Gettleman was a key part of a few very good organizations, most recently the New York Giants over their two title runs in 2007 and 2011. He was a disciple of the legendary Giants general manager Ernie Accorsi, and he told reporters Monday that he modeled his defensive line philosophy around those teams. Owners who have had the chance, and passed on the chance to hire Gettleman over the years, have certainly regretted it.

But it's interesting to hear Gettleman talk about how being overlooked informed his experiences. He could have easily fired Rivera and dismissed Newton. Instead, he chose to let them make the same mistakes he learned from over the years.
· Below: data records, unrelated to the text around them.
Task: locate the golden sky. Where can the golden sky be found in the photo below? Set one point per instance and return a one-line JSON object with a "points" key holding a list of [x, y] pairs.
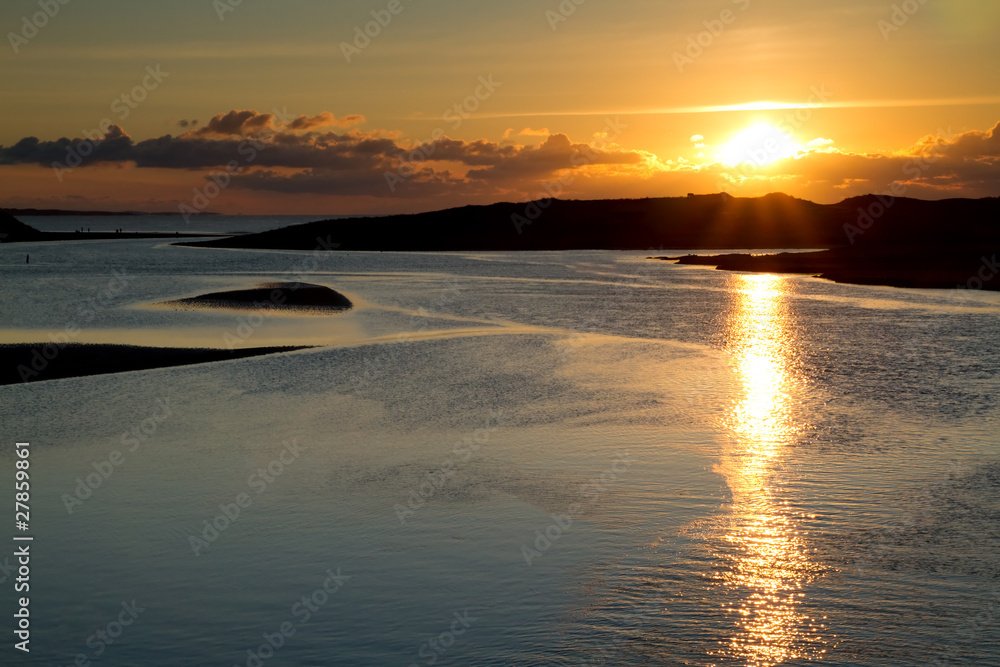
{"points": [[290, 107]]}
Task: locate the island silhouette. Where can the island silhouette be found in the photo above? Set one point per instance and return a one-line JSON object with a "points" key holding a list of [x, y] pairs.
{"points": [[872, 239]]}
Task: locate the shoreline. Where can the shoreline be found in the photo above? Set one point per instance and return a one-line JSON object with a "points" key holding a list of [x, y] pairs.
{"points": [[918, 268]]}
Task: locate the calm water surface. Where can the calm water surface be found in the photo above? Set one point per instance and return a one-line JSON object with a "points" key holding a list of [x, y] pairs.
{"points": [[575, 458]]}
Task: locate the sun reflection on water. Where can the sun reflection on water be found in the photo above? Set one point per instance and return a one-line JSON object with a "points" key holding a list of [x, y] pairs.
{"points": [[766, 560]]}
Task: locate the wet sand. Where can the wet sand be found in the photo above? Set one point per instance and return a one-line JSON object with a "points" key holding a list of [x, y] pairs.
{"points": [[37, 362]]}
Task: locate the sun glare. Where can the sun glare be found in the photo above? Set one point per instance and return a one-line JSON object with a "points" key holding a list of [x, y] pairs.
{"points": [[760, 144]]}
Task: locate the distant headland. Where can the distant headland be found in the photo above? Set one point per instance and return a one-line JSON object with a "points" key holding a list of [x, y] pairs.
{"points": [[872, 239]]}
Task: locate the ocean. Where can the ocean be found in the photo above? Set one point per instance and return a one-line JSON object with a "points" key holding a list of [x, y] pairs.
{"points": [[548, 458]]}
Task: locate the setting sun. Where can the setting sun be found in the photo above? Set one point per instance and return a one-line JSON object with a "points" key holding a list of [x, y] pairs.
{"points": [[760, 144]]}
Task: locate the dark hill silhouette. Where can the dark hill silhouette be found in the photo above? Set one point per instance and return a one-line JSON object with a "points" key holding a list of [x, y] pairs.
{"points": [[708, 221], [872, 239], [698, 222], [12, 229]]}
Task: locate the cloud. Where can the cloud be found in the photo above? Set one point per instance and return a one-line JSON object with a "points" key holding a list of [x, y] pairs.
{"points": [[325, 119], [235, 122]]}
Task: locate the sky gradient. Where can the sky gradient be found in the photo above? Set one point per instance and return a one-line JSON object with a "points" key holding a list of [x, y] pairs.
{"points": [[281, 107]]}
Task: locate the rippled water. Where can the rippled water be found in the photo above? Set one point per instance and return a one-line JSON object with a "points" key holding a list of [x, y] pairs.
{"points": [[591, 458]]}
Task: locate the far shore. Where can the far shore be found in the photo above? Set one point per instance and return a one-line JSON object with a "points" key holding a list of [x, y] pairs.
{"points": [[943, 268]]}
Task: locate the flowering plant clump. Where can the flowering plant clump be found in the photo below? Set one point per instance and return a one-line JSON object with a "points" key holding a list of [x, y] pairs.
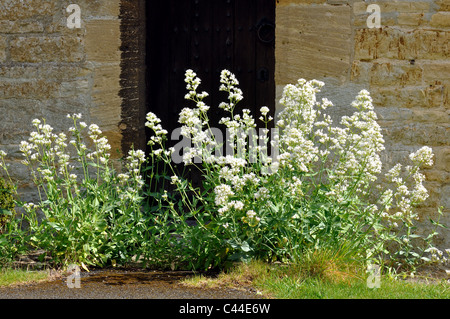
{"points": [[86, 213], [319, 188]]}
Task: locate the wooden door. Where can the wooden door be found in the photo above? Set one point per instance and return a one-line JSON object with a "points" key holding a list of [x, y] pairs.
{"points": [[208, 36]]}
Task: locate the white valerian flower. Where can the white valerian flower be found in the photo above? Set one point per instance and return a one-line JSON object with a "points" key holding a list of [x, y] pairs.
{"points": [[264, 110], [423, 156], [223, 192]]}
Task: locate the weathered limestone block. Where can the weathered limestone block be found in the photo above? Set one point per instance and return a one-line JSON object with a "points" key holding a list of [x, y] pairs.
{"points": [[3, 47], [106, 109], [436, 72], [33, 89], [409, 96], [47, 49], [103, 40], [97, 8], [444, 5], [401, 44], [411, 19], [360, 7], [20, 26], [17, 10], [395, 73], [309, 48], [419, 134], [440, 19]]}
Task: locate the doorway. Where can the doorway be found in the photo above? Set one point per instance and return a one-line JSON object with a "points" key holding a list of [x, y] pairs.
{"points": [[209, 36]]}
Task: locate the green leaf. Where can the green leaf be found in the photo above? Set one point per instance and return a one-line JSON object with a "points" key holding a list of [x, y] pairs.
{"points": [[5, 212], [245, 247]]}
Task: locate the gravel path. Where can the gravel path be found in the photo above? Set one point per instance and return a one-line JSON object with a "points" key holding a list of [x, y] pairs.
{"points": [[122, 284]]}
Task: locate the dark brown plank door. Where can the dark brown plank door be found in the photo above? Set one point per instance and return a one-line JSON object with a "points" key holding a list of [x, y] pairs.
{"points": [[208, 36]]}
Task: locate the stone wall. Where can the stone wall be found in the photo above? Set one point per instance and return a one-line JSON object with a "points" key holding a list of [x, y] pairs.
{"points": [[404, 64], [48, 70]]}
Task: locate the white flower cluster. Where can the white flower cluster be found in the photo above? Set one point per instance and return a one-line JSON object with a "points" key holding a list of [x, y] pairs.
{"points": [[398, 203]]}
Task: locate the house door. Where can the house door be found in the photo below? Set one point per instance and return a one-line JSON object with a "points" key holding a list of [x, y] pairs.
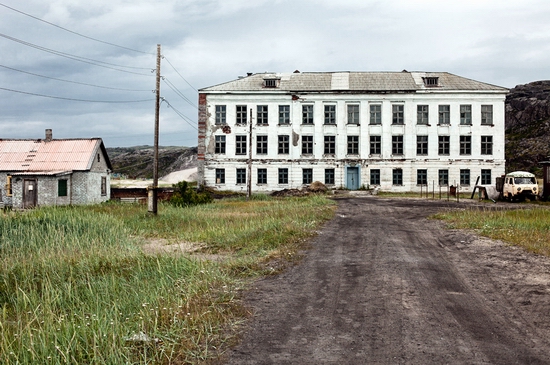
{"points": [[352, 178], [29, 193]]}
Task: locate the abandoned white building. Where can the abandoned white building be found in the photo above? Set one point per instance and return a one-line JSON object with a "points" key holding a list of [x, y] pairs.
{"points": [[48, 171], [400, 131]]}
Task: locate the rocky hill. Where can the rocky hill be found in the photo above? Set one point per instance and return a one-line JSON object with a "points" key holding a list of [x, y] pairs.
{"points": [[137, 162], [528, 127]]}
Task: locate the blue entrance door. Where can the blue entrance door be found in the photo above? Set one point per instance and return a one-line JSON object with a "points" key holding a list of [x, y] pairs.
{"points": [[352, 178]]}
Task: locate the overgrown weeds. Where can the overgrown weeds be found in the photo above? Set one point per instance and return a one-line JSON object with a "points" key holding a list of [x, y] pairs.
{"points": [[76, 288]]}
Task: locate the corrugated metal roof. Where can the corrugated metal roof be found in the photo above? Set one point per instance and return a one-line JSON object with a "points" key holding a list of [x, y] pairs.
{"points": [[56, 155], [354, 81]]}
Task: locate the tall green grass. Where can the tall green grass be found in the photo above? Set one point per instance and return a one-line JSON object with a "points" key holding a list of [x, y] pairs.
{"points": [[527, 228], [76, 287]]}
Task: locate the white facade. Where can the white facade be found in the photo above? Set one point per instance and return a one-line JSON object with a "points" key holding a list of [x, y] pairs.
{"points": [[380, 134]]}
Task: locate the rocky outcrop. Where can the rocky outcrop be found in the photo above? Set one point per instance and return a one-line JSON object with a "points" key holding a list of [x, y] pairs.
{"points": [[528, 127]]}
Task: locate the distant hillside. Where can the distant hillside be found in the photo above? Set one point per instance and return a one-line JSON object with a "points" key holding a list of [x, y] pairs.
{"points": [[137, 162], [528, 127]]}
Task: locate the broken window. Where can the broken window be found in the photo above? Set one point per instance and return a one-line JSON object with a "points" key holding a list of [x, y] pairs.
{"points": [[220, 145], [240, 145], [465, 114], [329, 176], [307, 114], [486, 145], [398, 114], [220, 114], [262, 114], [422, 114], [487, 114], [465, 145], [375, 145], [353, 114], [330, 114], [330, 145], [261, 145], [444, 145], [421, 145], [284, 114], [444, 114], [375, 114]]}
"It's hard. It's hard. But you know, Ron -- my first year there -- Ron had a hell of a year. He went 12-4," Gettleman said. "I had a veteran sportswriter come and see me and he started banging on Cam. And I said wait a minute, how long have you been in the industry? And he said 20-plus years. And I said how many articles did you write your first two years that you're proud of? It's no different. And I said look, 'he's gotta get better at what he does and I've got to get better at what I do.' It's the way it is."

Gettleman said that he took Rivera on a "blind date" on his first day as general manager and they talked man to man. From that meeting he understood that Rivera was good enough to keep progressing as a coach. Gettleman is fortunate enough to know what that means, and why patience is a virtue.